When imaging patients for vasculitis, the goals are: (1) to determine if there is evidence of acute or subacute cerebral injury and (2) to assess the contour of the major intracranial arteries. An additional but still experimental goal is (3) to determine if there are areas of altered perfusion that suggest active small vessel disease.
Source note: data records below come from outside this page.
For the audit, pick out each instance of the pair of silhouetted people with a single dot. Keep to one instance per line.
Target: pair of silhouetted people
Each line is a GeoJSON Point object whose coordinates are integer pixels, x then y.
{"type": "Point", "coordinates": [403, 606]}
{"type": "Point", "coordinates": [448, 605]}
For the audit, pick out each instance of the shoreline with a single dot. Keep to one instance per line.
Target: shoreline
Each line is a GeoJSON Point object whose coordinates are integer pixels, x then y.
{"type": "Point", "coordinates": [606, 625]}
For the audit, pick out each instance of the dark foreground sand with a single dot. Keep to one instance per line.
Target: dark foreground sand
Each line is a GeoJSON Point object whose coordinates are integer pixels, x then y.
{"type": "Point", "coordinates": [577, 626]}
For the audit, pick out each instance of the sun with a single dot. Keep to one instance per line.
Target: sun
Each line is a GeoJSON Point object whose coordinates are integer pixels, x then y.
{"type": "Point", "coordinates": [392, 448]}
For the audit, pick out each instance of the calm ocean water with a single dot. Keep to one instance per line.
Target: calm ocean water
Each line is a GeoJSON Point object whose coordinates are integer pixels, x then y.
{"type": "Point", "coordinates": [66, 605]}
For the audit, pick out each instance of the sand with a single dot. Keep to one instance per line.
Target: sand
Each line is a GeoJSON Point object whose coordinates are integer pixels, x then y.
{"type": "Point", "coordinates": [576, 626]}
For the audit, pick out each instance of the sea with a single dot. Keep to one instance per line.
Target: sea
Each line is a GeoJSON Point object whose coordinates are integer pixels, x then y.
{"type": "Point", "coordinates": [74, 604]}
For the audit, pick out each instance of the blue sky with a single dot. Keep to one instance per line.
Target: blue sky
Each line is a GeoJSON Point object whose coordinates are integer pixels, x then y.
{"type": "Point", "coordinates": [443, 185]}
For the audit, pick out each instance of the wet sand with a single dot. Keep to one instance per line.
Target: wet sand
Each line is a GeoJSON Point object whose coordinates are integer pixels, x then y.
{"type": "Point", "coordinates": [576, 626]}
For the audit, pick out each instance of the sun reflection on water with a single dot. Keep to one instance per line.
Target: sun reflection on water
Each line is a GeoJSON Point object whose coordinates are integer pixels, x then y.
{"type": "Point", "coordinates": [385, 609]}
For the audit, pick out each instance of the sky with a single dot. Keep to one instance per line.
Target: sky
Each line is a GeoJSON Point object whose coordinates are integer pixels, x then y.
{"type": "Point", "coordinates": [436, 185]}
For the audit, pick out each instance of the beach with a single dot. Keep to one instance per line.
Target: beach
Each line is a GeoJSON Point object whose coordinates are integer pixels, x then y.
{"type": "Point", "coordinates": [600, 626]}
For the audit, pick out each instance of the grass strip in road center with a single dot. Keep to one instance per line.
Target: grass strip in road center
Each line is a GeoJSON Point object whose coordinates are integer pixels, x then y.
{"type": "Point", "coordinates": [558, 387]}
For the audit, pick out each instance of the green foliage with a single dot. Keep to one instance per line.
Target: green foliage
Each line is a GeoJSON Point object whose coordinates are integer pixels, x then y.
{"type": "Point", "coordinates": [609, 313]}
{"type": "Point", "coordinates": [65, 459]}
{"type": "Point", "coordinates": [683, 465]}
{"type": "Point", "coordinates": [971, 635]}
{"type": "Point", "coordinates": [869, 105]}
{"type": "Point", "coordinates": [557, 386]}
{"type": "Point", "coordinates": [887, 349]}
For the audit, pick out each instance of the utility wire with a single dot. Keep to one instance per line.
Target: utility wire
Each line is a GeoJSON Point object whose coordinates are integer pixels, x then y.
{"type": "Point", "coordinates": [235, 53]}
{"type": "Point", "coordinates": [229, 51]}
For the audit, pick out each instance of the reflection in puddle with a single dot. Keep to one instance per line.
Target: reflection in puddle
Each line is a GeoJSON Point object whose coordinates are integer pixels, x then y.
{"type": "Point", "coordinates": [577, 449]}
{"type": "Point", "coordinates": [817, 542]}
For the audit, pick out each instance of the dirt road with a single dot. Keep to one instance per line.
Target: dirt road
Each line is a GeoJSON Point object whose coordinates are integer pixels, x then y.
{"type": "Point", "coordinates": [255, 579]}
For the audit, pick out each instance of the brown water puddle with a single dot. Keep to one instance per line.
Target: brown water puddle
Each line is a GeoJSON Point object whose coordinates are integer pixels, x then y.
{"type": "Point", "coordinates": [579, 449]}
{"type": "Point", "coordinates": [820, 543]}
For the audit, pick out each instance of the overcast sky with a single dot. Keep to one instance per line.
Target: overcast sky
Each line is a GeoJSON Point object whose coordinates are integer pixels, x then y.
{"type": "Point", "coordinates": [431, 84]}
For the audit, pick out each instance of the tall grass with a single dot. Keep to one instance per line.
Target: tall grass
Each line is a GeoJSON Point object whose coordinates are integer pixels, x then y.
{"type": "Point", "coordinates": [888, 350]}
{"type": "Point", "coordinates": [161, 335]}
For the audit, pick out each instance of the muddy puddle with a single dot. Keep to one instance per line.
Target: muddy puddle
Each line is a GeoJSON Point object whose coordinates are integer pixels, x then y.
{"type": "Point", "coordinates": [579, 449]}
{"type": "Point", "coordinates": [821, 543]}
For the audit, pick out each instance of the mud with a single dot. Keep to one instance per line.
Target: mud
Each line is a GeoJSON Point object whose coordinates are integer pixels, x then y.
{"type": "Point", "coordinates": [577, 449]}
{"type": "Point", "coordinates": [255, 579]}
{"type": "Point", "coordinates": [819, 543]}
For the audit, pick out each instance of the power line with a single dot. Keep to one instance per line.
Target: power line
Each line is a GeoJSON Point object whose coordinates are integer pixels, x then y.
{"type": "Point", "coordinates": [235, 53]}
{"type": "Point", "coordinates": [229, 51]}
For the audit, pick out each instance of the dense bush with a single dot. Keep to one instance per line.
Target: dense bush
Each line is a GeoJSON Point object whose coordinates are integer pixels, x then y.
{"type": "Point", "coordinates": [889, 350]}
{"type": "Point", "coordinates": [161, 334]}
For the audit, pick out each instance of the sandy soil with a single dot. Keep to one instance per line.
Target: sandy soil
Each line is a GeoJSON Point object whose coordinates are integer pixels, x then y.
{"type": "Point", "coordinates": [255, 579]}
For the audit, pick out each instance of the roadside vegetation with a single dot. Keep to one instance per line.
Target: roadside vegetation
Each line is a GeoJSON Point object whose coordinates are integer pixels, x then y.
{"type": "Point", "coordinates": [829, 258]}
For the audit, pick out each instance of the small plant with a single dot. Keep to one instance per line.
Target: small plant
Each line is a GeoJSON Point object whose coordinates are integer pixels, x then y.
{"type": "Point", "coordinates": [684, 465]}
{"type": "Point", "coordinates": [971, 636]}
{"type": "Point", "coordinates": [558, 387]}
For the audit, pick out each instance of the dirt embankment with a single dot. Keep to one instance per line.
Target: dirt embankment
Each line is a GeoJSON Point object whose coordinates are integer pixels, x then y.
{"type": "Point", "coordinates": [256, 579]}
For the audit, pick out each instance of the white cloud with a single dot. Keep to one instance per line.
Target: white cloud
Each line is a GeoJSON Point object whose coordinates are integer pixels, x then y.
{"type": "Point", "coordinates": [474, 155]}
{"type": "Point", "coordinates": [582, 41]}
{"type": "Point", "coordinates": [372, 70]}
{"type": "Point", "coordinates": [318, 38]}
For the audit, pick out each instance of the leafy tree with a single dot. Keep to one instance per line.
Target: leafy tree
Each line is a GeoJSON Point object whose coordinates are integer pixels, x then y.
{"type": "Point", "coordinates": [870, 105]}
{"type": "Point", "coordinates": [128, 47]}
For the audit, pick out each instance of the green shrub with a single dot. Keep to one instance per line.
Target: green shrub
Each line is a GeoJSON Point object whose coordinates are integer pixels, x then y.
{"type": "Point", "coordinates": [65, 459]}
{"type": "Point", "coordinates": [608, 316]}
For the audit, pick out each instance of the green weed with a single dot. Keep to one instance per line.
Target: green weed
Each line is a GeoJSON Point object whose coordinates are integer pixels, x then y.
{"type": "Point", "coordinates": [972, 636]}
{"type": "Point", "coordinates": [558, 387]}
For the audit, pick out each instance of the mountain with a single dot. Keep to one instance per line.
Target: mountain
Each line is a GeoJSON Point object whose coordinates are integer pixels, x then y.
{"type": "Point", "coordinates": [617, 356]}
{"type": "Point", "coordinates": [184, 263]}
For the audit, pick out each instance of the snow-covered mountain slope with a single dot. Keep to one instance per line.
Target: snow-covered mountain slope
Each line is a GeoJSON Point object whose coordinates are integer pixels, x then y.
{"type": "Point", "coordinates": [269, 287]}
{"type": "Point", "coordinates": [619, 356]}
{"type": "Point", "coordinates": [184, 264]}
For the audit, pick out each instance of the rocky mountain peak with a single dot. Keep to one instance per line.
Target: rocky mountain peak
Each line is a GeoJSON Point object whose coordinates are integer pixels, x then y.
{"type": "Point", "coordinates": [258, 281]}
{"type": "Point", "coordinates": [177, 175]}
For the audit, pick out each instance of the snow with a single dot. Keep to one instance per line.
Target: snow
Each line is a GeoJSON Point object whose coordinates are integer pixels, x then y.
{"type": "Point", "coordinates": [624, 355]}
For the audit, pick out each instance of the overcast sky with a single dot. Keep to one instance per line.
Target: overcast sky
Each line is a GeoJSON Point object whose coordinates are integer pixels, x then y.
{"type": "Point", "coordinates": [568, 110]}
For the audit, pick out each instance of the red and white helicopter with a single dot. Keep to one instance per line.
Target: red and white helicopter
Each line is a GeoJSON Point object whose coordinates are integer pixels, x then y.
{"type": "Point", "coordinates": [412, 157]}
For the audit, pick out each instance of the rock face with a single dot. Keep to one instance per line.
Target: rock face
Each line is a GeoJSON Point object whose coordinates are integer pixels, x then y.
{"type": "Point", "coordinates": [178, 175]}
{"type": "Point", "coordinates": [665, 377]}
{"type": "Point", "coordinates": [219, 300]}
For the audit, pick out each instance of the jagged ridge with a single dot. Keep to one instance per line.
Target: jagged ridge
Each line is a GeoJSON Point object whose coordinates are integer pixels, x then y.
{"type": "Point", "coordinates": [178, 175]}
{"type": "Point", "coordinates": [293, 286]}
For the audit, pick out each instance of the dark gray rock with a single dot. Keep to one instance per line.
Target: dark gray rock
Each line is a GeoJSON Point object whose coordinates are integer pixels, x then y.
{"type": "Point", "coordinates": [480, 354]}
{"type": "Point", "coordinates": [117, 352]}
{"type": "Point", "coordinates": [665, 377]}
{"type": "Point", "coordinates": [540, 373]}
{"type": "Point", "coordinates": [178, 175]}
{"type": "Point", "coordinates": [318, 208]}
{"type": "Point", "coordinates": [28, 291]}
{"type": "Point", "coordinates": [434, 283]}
Standard MR images and diffusion-weighted imaging are used to detect and determine the age of parenchymal lesions. The 3-D TOF MRA helps evaluate the large and medium vessels. Perfusion-weighted imaging may detect regions of altered relative blood flow and blood volume. This unit contains a basic protocol for the evaluation of stable patients as well as an alternative protocol for unstable patients.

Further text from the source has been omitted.